Maybe, but they haven't even really said anything about it. In contrast, check out http://theopenphotoproject.org/ , which has both a centralized system, but it also an open source project that you can self-host. IMHO, much better idea, implementation, and I had a lot less to be vaguely suspicious about. OpenPhoto basically did everything right that App.net is doing wrong.
OpenPhoto has different constraints though.

When sharing a bunch of photos on OpenPhoto or Flickr or whatever, the social network available to you is not as important as the act of storing that photo somewhere. That's because you can always take that URL and paste it on Facebook or Twitter.

You can then argue that Facebook and Flickr provide value to photo enthusiasts because through them you can see the photos of friends and other people.

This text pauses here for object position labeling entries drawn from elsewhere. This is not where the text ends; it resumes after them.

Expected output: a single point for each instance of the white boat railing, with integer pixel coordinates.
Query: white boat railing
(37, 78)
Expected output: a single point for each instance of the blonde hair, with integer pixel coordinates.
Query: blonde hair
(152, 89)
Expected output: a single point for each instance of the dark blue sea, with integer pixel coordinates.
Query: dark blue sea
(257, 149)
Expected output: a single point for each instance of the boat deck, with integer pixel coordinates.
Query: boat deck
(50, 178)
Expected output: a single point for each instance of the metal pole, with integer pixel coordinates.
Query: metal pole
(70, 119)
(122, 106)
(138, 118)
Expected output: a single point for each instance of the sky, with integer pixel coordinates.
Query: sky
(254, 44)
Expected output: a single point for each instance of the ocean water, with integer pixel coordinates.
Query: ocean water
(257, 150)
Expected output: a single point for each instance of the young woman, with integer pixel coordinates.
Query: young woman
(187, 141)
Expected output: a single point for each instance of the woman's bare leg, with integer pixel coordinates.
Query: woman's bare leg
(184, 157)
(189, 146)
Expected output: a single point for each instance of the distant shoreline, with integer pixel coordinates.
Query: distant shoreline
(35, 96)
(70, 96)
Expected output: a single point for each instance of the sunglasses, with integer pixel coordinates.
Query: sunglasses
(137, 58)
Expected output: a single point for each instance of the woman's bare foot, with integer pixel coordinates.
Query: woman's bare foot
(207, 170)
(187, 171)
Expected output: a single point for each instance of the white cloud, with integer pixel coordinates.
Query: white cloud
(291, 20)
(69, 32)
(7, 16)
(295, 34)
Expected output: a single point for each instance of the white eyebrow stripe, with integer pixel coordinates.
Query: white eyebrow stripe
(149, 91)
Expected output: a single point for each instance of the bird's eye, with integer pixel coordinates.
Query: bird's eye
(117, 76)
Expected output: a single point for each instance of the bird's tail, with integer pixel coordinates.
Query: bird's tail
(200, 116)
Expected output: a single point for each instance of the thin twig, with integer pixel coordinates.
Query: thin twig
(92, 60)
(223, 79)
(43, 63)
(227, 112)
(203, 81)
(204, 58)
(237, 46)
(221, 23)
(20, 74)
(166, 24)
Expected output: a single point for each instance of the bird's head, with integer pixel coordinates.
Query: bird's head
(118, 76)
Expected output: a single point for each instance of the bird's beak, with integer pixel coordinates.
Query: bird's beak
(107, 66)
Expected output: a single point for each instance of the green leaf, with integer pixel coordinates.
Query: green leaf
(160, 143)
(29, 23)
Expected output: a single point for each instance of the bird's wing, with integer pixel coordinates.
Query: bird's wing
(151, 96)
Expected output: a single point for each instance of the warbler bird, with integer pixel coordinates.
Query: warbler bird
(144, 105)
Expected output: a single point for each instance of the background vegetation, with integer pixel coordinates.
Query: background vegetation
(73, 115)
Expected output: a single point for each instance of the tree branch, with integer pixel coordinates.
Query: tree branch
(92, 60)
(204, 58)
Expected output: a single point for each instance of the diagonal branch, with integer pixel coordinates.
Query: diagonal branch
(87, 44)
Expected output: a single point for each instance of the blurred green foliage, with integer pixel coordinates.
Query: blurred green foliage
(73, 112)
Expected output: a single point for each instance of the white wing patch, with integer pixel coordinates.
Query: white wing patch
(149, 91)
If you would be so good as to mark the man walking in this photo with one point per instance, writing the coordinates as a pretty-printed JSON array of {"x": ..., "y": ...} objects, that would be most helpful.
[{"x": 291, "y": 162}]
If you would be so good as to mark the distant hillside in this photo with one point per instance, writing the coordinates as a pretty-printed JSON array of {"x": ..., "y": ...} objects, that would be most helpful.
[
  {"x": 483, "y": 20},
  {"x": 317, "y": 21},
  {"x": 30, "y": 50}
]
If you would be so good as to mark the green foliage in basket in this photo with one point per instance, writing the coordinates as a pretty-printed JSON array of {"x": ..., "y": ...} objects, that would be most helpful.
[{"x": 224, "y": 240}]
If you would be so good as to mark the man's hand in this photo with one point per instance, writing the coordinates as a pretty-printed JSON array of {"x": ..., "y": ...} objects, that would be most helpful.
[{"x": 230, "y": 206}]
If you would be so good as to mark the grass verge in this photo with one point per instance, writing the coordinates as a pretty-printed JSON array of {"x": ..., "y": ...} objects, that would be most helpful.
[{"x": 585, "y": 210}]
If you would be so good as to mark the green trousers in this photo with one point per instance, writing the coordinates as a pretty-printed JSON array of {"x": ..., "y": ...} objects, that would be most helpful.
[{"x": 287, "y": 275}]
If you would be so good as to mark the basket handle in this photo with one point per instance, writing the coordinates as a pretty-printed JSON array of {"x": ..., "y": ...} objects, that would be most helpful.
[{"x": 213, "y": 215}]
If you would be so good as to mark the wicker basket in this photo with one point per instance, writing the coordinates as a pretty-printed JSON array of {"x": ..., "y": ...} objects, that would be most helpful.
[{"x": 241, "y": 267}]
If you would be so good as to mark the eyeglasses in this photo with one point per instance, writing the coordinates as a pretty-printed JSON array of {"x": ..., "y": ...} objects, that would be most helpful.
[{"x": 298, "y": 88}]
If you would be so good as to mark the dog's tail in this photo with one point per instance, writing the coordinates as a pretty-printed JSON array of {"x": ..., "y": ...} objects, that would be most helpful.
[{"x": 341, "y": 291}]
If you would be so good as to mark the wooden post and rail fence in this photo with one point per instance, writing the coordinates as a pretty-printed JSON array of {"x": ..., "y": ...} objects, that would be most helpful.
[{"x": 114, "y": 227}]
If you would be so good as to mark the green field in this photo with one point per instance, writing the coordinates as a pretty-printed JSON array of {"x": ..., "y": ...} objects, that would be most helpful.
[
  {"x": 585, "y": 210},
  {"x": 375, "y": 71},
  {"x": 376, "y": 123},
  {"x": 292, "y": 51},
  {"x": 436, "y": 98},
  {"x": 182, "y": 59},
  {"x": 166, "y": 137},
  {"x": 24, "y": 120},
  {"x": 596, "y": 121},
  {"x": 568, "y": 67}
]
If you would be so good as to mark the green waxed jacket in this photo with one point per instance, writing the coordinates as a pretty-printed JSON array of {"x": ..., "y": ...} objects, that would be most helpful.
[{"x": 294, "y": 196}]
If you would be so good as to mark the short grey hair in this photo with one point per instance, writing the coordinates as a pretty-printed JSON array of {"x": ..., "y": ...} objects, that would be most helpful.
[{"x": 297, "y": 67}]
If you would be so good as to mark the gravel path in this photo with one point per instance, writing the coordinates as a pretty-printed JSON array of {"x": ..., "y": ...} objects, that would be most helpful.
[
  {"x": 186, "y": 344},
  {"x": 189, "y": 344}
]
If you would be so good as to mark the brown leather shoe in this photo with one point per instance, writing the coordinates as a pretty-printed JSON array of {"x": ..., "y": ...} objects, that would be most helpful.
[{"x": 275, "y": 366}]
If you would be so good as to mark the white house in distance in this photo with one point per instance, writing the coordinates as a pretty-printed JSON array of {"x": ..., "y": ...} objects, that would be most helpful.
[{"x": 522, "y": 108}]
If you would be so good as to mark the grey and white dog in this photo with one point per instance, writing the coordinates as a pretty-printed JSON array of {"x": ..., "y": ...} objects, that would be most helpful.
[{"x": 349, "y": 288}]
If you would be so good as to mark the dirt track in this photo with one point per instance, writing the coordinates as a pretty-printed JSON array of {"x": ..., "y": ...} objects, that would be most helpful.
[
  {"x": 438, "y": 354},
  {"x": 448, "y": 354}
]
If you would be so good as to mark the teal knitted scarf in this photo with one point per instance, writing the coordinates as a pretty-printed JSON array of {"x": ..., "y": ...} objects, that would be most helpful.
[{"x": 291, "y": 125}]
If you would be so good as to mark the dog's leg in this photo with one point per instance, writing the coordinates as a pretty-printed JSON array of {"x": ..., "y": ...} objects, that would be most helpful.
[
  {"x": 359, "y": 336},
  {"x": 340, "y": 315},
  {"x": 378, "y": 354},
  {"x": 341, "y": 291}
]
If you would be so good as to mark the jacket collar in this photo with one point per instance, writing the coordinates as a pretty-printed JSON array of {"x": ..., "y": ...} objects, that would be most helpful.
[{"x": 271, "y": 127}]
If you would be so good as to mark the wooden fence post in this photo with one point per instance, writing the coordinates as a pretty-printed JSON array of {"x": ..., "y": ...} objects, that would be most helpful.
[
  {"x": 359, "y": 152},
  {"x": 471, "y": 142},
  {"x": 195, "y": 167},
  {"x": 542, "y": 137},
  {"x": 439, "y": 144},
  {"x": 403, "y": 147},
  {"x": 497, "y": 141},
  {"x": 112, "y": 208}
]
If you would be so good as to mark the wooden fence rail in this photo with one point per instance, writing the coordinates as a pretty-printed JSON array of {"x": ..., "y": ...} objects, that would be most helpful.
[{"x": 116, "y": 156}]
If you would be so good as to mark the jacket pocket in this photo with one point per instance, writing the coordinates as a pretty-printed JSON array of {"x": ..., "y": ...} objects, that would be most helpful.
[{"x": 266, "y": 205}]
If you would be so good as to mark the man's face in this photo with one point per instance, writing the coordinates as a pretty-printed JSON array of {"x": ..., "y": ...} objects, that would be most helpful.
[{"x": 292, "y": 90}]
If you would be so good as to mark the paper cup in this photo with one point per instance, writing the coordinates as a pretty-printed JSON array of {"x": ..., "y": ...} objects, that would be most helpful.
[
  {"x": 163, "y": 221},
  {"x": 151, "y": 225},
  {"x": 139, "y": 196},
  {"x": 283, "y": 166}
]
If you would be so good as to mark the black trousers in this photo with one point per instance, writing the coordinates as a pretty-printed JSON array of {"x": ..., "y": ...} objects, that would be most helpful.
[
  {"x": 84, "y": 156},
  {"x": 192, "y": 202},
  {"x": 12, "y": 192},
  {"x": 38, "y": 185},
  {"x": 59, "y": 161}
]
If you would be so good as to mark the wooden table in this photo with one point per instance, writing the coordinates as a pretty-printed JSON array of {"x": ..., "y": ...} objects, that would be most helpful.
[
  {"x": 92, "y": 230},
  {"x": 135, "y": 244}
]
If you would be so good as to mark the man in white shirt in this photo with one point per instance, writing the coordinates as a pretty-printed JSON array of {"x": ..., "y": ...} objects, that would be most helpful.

But that's not really what OpenPhoto is about and let me quote its description:

     A photo application that lets you store 
     your photos on Dropbox, Amazon S3 or in your garage
Don't get me wrong, I'm actually thinking of using OpenPhoto, but that's only because I want my photos backed-up in the cloud and easily accessible whenever I want, and not much else.
> It's still a centralized system with one company acting ultimately as a gatekeeper.

USENET was pretty decentralized. If that could me made to update faster, it could be the basis for a decentralized Twitter-like service.

The "everyone caches everything" economics of Usenet are all wrong for the modern Internet, though.
That already exists, it's called StatusNet. Unfortunately, nobody uses it.